China’s changing landscape calls for an adjustment in how we engage with it. Germany views China as a partner, competitor, and systemic rival. German companies face market access restrictions, unequal competition conditions, and forced technology transfers in China. Additionally, China’s data legislation raises concerns about data privacy and security.
With the publication of the German Government’s China Strategy, stakeholders from Germany are must now contemplate the potential new developments and challenges that may arise, and the aspects they need to consider regarding their relations with China. It remains to be seen how this strategy will be implemented and to what extent it will lead to an adjustment in the approach towards China. In this context, important questions are raised concerning the potential opportunities and risks in economic relations, as well as the significance of technology partnerships and geopolitical considerations.
The German Government’s China Strategy aims to adapt the government’s approach and safeguard the interests of Germany and Europe. It encompasses bilateral relations, strengthening the EU, and international cooperation. Emphasizing fairness, sustainability, and reciprocity, it seeks to mitigate risks through De-Risking while avoiding complete economic decoupling.
The strategy emphasizes fair competition with China. De-Risking and diversifying supply chains aim to reduce Germany’s economic vulnerability. Critical dependencies on China, particularly in metals, rare earths, lithium batteries, photovoltaics, and (veterinary) pharmaceuticals, are analysed, with the government planning to support alternative and sustainable sources.
Boosting Germany and Europe’s innovation in green technologies aims to expand production capacities. Protecting and advancing key technologies like semiconductors, artificial intelligence, and green technologies is a priority. Research policy will be reinforced by increased investments in research and development, reaching 3.5% of GDP by 2025.
Investment reviews and export controls are designed to address security risks and prevent unwanted technology transfers. Companies are encouraged to consider geopolitical risks in their decisions. Scrutiny of foreign investment aims to preserve independence in security-critical sectors and relevant areas for public supply. Fair regulation and unrestricted cross-border data flow are sought in cyberspace, alongside measures to strengthen resilience against hybrid threats, especially economic and scientific espionage.
The German government’s China Strategy demonstrates a balanced understanding of the challenges and opportunities in the relationship, even though it clearly represents a compromise among the coalition parties. It emphasizes fair and sustainable economic ties, technology transfer, and industrial espionage protection. Reducing supply chain vulnerability and diversifying sources aim to strengthen economic resilience, although securing key technologies may affect international technology partnerships.
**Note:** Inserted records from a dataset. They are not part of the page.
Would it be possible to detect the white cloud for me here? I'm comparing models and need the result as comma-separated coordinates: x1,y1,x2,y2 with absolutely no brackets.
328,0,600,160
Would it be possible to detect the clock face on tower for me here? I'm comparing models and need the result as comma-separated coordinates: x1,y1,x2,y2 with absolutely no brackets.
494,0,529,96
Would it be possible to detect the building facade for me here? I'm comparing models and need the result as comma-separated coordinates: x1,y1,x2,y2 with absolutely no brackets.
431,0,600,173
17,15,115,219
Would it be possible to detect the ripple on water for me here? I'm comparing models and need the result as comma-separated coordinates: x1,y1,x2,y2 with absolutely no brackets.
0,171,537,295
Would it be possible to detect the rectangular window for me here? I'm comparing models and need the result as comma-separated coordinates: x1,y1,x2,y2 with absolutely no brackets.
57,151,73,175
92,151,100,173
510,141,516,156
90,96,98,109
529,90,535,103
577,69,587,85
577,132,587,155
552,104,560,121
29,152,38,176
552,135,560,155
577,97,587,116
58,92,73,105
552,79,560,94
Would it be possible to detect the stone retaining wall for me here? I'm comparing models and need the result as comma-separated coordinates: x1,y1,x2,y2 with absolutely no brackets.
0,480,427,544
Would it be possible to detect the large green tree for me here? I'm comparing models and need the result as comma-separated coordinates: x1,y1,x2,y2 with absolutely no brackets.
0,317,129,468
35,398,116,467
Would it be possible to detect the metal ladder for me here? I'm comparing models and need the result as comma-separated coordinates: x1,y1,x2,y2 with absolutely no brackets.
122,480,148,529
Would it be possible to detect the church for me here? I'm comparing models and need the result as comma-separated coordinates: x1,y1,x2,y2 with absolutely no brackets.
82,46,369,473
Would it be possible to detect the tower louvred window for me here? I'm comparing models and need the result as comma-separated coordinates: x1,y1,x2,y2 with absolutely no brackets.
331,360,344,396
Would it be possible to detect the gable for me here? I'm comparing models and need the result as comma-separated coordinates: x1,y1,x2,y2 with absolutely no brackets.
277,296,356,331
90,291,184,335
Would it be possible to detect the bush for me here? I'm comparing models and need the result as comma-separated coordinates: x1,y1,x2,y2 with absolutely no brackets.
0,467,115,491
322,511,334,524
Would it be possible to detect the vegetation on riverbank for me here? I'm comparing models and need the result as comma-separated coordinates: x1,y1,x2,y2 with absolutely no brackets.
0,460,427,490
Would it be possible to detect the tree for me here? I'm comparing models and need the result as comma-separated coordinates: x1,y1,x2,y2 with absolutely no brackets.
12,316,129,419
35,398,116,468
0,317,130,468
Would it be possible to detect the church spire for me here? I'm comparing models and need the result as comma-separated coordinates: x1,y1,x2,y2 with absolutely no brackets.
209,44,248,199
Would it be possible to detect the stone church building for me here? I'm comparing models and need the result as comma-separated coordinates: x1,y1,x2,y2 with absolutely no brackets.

De-Risking seeks to mitigate economic risks and promote sustainable investments. However, companies are urged by the government to consider geopolitical risks, which may lead to uncertainties and costs in dealing with China and other countries.
Investment reviews and export controls may lead to longer approval processes and investment limitations, potentially affecting investment flow and corporate plannability. Existing business plans and partnerships could be impacted.
International businesses require a balanced and investment-friendly approach to harness the full potential of foreign investments, ensuring an attractive investment climate and promoting international cooperation.
Though the strategy lacks specific details on certain aspects, such as how the government plans to support the industry in diversifying sustainable sources, it is commendable that the government has made internal structural considerations. A deeper coordination within existing structures has been initiated, with a State Secretaries Roundtable for China established and regular inter-ministerial coordination set to take place. The government will provide regular updates on the progress of the China Strategy, involving the Bundestag and other key stakeholders, including the Federal States. Continuous engagement with business associations, companies, and unions is envisaged.
Germany primarily relies on Brussels for its China policy, positioning itself as a supportive element rather than an individual actor, which is partially realistic. Coordinated EU policies must be pursued in implementing the China Strategy to achieve fairer trade conditions and address challenges in China relations. Whether this can be achieved without additional financial resources, which are not currently planned, remains to be seen.